Closed jharsell closed 4 years ago

jharsell commented 4 years ago

Hello All,

For question three, I am trying to write my function to replace the missing values for X1SES; however, when I look at the NCES codebook to see what value they use for missing data they use imputed values to replace missing values. Can anyone share what value they used to complete their function?

For funsies, I used -8.000 a value in the codebook to see if I could get the code to run.

My first shot crashed and burned by converting all values in x1ses to NA:

df <- df %>%
    mutate(x1ses = fix_missing(x1ses, -8.0000))

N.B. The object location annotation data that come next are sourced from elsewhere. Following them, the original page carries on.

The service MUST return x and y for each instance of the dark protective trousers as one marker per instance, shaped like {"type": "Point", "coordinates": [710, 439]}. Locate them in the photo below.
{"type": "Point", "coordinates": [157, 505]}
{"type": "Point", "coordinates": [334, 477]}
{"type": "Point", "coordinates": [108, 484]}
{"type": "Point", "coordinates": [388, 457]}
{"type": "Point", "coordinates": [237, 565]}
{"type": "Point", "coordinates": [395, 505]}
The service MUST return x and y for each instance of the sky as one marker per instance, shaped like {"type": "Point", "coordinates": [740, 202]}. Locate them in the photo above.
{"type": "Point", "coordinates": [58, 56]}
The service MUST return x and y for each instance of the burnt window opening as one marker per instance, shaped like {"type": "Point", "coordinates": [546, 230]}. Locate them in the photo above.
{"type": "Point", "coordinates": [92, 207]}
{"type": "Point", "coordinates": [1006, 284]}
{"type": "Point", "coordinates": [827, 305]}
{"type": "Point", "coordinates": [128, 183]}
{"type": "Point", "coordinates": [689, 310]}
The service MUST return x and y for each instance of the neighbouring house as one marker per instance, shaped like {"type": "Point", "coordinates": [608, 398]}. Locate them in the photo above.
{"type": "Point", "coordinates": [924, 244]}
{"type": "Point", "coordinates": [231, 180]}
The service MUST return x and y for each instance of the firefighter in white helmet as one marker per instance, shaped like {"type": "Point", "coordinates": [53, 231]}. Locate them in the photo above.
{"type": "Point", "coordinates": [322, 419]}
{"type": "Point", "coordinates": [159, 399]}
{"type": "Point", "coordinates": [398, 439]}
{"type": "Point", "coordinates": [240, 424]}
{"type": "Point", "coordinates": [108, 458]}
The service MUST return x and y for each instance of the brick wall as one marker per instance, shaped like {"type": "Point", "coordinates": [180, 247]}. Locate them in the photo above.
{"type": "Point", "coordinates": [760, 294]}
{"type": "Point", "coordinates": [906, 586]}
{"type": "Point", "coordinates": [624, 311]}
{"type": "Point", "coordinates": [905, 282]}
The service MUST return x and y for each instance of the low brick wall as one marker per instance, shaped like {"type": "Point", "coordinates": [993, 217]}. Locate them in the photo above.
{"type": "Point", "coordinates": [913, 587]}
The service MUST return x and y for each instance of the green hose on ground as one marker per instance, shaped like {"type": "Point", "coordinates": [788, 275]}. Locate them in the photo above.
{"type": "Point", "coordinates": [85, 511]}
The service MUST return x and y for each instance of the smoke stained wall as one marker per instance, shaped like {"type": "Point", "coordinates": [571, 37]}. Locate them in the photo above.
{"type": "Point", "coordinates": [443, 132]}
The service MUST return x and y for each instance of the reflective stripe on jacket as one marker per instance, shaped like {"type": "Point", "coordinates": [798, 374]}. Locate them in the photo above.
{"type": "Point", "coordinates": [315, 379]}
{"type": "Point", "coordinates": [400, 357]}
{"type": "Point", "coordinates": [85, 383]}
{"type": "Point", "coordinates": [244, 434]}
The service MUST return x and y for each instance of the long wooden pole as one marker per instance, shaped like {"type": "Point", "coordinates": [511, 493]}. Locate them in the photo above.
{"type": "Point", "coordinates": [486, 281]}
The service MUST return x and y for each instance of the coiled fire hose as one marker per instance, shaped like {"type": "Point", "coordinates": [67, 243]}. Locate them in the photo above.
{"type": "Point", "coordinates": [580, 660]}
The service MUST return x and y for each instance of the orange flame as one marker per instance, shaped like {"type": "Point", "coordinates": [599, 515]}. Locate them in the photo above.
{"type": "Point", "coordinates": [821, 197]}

Conversely, I tried this, but none of the values changed to NA:

fix_missing <- function(x, x1ses) {
    x <- ifelse(-8.0000 == x1ses,        
                NA,                     
                x)                      
    return(x)
}

Link to variable description in codebook

Thank you for your patience with my barrage of questions this week!

Jaime

btskinner commented 4 years ago

Missing values for x1ses1

@jharsell, you are right that the codebook isn't clear here. When you look at the PDF codebook, you can see different min/max values that don't include -8:

Screen Shot 2020-02-25 at 8 39 29 AM

The distribution of x1ses (which I didn't show you how to do yet) also strongly suggests that -8 is a missing value.

hist_x1ses

So I would say that -8 means missing here (as it does with other variables).

fix_missing() function

I'm not sure what function you used in your first bit of code, but this function

fix_missing <- function(x, x1ses) {
    x <- ifelse(-8.0000 == x1ses,        
                NA,                     
                x)                      
    return(x)
}

has a couple of issues. First, remember that x is supposed to be the input data vector (data frame column, for example) that we want to change. We can guess that by the fact that we assign (<-) to x and also return x. That's good.

If that's the case, then you've introduced two hard-coded values that won't scale: -8.000 and x1ses. Just like x is the variable that temporarily holds the values we want to change, you need an argument value that will temporarily hold the missing value. In class, we called that argument miss_val. Take another look at fix_missing() in our lesson:

## function to fix missing values
fix_missing <- function(x, miss_val) {
    ## use ifelse(< test >, < do this if TRUE >, < do that if FALSE >)
    x <- ifelse(x %in% miss_val,        # is x == any value in miss_val?
                NA,                     # TRUE: replace with NA
                x)                      # FALSE: return original value as is
    ## return corrected x
    return(x)
}

Do you need to change the underlying function code at all or can you just reuse it for Question 3 by giving its two arguments new values?

btskinner commented 4 years ago

Closing, but reopen if you have more questions.